It is usually very difficult to succeed in establishing that a Bank owes a general advisory duty to a customer. This is particularly true in the case of company directors who are accustomed to dealing with complex banking transactions and who have access to their own independent advice. This was covered in Cat’s previous post regarding the case of Titan Steel Wheels v RBS and in Liina’s recent coverage of the Grant Estates case.
It is worth bearing in mind that the law relating to an individual’s personal borrowing is quite different. The Financial Service Authority’s Conduct of Business Rules (“COB Rules”) sets the parameters on how a bank should act with individual customers. Section 150 of The Financial Services and Markets Act 2000 (FSMA) allows an individual who has suffered a loss as a result of a breach of these Rules by a bank to sue the bank who provided the advice. It is potentially quite a powerful remedy because it is much more straightforward than overcoming the various legal hurdles of proving a bank acted negligently.
The COB Rules can be found on the FSA’s Handbook website. The Handbooks are divided by lending type. For example, the Mortgage Handbook sets out the rules that lenders must abide by when offering Mortgage finance. These rules state that a lender must conclude, before offering the borrowing, that the customer can afford to enter in to the mortgage contract and that the mortgage contract is appropriate to the needs and circumstances of the customer.
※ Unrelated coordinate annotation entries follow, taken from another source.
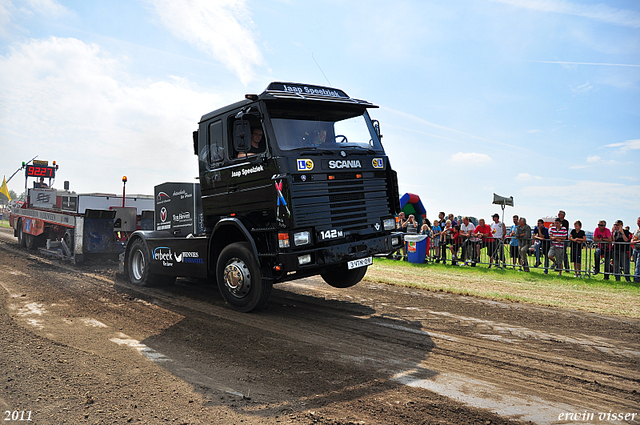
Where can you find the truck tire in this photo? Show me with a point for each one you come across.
(341, 277)
(239, 279)
(21, 241)
(29, 241)
(138, 264)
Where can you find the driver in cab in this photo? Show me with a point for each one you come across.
(257, 143)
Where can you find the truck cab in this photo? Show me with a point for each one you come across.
(293, 182)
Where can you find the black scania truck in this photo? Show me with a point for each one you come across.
(294, 182)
A lender who fails to follow these Rules risks liability under section 150 of FSMA.
Although a good starting point for any individual who believes that they have received bad advice from a lender, it is worth noting that the interactions between these rules can become quite complex. Some of the Handbooks even prevent the statutory right to relief under section 150 of FSMA so it is worth examining their terms carefully or seeking advice from your solicitor.